With 3 weeks until Chinese New Year – now the heaviest single period for household gold demand worldwide, beating India's Diwali in recent years – wholesale gold prices in Shanghai held at a $8.40 premium to London quotes.
Rising from this month's average so far, that was slightly below the typical incentive offered to new bullion imports into the world's No.1 consumer nation.
"We continue to see interest on dips," says a note on Asian trading from Swiss refiners MKS Pamp.
"However should further weakness become evident we are likely to stretch long [speculative] positioning and could see an extension [down] toward $1325 or even $1315."

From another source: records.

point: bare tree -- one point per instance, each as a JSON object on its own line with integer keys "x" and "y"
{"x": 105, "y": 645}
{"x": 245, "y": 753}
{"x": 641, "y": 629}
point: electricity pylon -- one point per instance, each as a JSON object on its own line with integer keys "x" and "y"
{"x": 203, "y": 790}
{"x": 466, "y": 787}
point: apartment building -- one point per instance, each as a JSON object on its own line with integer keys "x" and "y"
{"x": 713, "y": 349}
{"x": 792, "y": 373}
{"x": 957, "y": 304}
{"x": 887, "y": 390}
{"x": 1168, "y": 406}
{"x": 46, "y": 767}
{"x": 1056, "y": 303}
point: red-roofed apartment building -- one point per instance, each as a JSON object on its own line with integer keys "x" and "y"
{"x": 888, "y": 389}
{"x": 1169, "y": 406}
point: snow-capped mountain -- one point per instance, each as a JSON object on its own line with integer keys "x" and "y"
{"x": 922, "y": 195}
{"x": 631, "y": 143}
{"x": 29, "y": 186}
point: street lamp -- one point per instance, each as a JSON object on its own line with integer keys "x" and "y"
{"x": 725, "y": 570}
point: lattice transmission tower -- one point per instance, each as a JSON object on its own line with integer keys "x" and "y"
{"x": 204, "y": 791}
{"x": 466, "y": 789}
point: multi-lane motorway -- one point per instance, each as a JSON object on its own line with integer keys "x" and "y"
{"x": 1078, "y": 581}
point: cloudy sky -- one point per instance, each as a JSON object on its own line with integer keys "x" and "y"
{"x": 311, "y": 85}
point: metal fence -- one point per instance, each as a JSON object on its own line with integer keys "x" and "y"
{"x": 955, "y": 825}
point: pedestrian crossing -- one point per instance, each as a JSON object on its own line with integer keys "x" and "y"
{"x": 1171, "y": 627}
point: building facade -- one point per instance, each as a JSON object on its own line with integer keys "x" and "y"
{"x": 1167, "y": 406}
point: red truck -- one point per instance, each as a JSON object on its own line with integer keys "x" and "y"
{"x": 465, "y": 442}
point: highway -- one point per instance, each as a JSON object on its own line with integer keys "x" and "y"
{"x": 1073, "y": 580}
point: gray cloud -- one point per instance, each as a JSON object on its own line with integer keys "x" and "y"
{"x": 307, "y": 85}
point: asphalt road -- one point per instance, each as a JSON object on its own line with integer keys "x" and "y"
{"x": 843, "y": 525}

The Euro steadied around $1.24, more than a cent below last week's new 3-year highs against the Dollar, even as new economic data said the 19-nation currency bloc expanded at the fastest pace in a decade in 2017, beating both the US and UK with
annual GDP growth of 2.5%.
The UK gold price in Pounds per ounce meantime dipped briefly beneath £950, the 5-week low reached last Thursday, as Sterling rose further on an apparent shift towards a "soft Brexit" amongst lawmakers tasked with implementing mid-2016's narrow referendum decision to leave the European Union.
For US Dollar gold prices "Resistance remains unchanged at $1267.30, the Aug 2017 High," says the latest technical analysis
from Canada's Scotia Bank.
"Support is at $1329...[Momentum] is marginally bullish and remain biased to the upside."
With a transition to Brexit scheduled to begin in March 2019, Prime Minister Theresa May's proposed Bill for exiting the EU was today challenged in the upper chamber House of Lords, where pro-Remain Liberal Democrat Lord Newby said it "exhibits
the arrogance and incompetence of the Government in equal measure".
But he also said the Lib Dems have no plans to block the Bill or of "unnecessarily spinning out debate".
A day after the EU's General Affairs Council in Brussels took just 2 minutes to approve
a post-Brexit deal giving the UK a "status quo transition without institutional representation" from March 2019 to end-December 2020 – widely called terms imposed on
a "vassal state" today – news-site Buzzfeed today published details of
an internal British government report saying that UK economic growth will suffer in any Brexit scenario, whether 2% lower over 15 years under a "soft Brexit", 5% lower if a free-trade agreement is reached, or 8% lower under a "hard Brexit" default to World Trade Organization (WTO) rules for trading with its current EU partners.
British tabloid
The Sun meantime published an interview with arch-Brexit lawmaker and current Government Trade Secretary
Liam Fox calling for only "modest changes" in the UK's long-term trading relationship with the rest of Europe.
Variously reported as "live with disappointment" and "LET REMAINERS WIN" by other British tabloids, Fox's comments had been
"misrepresented" he later said, urging that "We must be confident, positive and optimistic."